Joe Solomon should not be omitted from the list of Berbice cricketing greats

Dear Editor,

 

Kaieteur News on July 8, reported extensively on the commissioning of the $91M floodlights project at the Albion Sports Complex in Berbice. Included in this comprehensive report was an appropriate acknowledgement of the nodal role played by the sugar industry in the development of cricket in Guyana, as well as the exemplary performances of immortal Berbice greats.

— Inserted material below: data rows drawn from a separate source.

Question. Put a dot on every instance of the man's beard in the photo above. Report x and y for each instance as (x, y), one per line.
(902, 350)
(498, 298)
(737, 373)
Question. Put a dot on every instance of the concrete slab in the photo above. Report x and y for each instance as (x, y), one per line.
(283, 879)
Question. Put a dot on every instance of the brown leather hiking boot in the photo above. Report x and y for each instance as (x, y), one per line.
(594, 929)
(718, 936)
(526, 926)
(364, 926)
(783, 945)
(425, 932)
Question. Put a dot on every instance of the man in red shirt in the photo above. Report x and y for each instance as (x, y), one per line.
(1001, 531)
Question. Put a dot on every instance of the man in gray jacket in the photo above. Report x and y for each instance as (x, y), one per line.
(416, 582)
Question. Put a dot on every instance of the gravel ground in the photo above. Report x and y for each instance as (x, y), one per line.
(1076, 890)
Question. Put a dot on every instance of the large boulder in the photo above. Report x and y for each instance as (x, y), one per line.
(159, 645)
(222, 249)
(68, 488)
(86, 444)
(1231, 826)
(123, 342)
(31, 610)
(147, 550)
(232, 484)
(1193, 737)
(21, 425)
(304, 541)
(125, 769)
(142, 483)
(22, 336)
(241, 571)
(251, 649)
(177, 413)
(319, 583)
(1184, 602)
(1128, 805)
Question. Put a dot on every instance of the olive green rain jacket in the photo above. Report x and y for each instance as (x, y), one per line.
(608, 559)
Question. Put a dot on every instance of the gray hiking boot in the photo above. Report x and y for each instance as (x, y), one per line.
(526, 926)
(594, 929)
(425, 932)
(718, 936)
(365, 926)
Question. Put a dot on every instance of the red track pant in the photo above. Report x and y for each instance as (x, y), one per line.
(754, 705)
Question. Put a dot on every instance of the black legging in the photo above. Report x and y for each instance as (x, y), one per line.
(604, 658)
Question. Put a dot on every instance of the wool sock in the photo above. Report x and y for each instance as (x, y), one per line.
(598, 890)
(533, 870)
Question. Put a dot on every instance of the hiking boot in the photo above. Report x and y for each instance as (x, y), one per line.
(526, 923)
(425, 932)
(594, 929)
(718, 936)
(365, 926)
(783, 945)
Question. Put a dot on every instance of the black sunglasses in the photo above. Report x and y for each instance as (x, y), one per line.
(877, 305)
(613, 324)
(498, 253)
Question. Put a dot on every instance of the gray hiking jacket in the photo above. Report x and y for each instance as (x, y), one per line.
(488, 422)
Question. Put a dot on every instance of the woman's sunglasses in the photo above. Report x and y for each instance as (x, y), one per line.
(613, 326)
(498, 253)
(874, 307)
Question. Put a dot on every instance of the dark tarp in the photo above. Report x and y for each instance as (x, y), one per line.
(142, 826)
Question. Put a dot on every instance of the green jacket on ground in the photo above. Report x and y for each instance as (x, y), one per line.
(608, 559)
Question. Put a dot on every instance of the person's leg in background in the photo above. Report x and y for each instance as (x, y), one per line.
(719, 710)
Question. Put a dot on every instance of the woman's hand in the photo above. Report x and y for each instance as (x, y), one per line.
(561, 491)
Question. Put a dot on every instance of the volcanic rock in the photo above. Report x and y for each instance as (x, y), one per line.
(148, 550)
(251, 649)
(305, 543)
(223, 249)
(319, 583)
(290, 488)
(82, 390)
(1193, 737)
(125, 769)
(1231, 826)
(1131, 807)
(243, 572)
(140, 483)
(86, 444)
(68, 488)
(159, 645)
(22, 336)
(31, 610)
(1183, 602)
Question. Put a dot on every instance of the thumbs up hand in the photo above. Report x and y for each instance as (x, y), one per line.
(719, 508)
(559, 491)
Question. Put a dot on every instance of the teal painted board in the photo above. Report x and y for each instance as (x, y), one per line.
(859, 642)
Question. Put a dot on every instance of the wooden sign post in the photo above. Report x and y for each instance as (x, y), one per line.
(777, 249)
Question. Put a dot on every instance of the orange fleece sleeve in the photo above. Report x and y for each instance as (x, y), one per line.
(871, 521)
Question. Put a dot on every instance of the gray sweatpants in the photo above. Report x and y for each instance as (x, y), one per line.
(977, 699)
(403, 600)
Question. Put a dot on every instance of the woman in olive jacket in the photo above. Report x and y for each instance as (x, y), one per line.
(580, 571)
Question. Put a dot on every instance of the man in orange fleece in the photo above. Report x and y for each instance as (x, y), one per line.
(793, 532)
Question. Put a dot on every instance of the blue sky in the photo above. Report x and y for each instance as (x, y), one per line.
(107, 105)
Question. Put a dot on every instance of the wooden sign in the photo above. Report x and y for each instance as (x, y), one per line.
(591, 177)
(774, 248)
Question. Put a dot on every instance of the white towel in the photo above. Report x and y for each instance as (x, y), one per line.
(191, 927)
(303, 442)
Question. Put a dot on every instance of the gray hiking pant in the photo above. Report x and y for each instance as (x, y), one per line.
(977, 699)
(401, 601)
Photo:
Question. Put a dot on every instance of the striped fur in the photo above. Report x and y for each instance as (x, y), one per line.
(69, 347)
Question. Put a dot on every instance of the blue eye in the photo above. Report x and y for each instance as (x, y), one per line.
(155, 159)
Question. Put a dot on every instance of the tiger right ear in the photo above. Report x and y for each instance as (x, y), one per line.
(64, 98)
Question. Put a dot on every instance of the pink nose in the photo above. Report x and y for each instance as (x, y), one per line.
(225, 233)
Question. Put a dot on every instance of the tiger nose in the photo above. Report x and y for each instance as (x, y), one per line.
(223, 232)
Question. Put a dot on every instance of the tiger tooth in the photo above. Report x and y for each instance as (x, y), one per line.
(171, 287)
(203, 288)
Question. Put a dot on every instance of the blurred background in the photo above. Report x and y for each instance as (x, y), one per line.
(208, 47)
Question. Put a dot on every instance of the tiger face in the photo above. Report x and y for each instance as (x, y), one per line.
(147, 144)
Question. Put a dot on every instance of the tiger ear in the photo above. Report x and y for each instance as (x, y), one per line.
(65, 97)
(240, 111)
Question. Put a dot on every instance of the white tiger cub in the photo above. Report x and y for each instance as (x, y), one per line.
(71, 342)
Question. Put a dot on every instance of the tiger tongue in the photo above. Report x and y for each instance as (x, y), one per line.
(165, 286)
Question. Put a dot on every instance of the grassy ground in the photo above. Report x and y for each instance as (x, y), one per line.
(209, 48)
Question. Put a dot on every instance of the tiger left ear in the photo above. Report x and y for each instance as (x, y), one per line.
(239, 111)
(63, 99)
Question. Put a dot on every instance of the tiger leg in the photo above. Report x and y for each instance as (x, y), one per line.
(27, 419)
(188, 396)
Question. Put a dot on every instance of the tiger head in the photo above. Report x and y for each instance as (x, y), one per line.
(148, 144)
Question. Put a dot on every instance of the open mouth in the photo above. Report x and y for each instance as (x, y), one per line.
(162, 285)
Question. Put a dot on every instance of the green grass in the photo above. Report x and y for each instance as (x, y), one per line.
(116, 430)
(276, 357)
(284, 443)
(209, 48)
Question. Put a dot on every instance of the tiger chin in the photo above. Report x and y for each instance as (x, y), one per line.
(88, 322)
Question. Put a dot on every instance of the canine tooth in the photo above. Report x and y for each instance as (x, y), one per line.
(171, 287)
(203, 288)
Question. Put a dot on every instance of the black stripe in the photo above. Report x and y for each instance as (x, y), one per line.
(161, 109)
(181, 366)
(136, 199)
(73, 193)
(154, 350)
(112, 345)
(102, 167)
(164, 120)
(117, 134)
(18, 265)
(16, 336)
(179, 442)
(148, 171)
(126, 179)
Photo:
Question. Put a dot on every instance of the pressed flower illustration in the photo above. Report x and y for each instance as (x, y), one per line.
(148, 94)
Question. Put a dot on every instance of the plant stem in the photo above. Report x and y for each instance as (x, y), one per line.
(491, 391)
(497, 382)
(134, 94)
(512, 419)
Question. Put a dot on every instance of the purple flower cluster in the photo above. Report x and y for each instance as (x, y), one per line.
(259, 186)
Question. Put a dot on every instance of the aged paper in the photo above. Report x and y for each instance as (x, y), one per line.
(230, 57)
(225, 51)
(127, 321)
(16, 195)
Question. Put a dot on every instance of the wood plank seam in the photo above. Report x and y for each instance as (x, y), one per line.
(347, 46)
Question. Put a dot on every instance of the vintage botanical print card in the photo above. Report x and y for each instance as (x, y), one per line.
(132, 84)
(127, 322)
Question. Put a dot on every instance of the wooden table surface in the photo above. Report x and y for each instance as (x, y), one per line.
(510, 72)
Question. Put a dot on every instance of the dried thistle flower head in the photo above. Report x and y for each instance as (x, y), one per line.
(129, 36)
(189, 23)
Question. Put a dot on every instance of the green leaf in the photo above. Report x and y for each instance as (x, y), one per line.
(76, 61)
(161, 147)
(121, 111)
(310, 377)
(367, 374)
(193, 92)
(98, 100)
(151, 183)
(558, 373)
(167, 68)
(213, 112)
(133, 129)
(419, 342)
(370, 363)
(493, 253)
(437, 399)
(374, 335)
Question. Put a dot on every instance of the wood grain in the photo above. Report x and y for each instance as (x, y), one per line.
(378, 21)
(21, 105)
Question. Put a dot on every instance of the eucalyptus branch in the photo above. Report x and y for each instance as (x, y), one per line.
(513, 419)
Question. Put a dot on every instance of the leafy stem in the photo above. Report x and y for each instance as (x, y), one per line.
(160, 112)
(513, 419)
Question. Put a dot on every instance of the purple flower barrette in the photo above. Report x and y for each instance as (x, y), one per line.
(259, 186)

Among those named were John Trim, Rohan Kanhai, Alvin Kalicharran and Roy Fredericks.

Conspicuous by its absence was the name of Joe Solomon, that other great (if not as shining) son of Port Mourant, Berbice, Guyana and the West Indies, and the cricketing world at large.

Joe Solomon’s exploits in the field are the stuff of legend (who can ever forget his last ball throw from the boundary that resulted in a run-out and the first ever tied Test when the West Indies played Australia in 1959?).

What must never be forgotten is Joe Solomon’s role as an indefatigable trainer and coach which benefited so many budding cricketers in Berbice and Guyana.

As successive former Human Resources Directors in GuySuCo we can safely argue that the reason Joe Solomon would be regarded as a memorable West Indian so far as the sugar industry is concerned, is his return in the early 1990s as adviser and cricket coach, roles in which he performed outstandingly – and which he expanded to impact positively on Guyana’s cricket as a whole, including not only at the level of national selector, but also the actual development of individual cricketers, and literally the grounds on which they played.

In the final analysis, in this context he emerged from the earlier sequencing of the triumvirate of Kanhai, Butcher, Solomon, to become the front runner in contribution to Berbice cricket development after returning from the actual playing field.

Butcher incidentally made his contribution to cricket development in the once developed Linden community.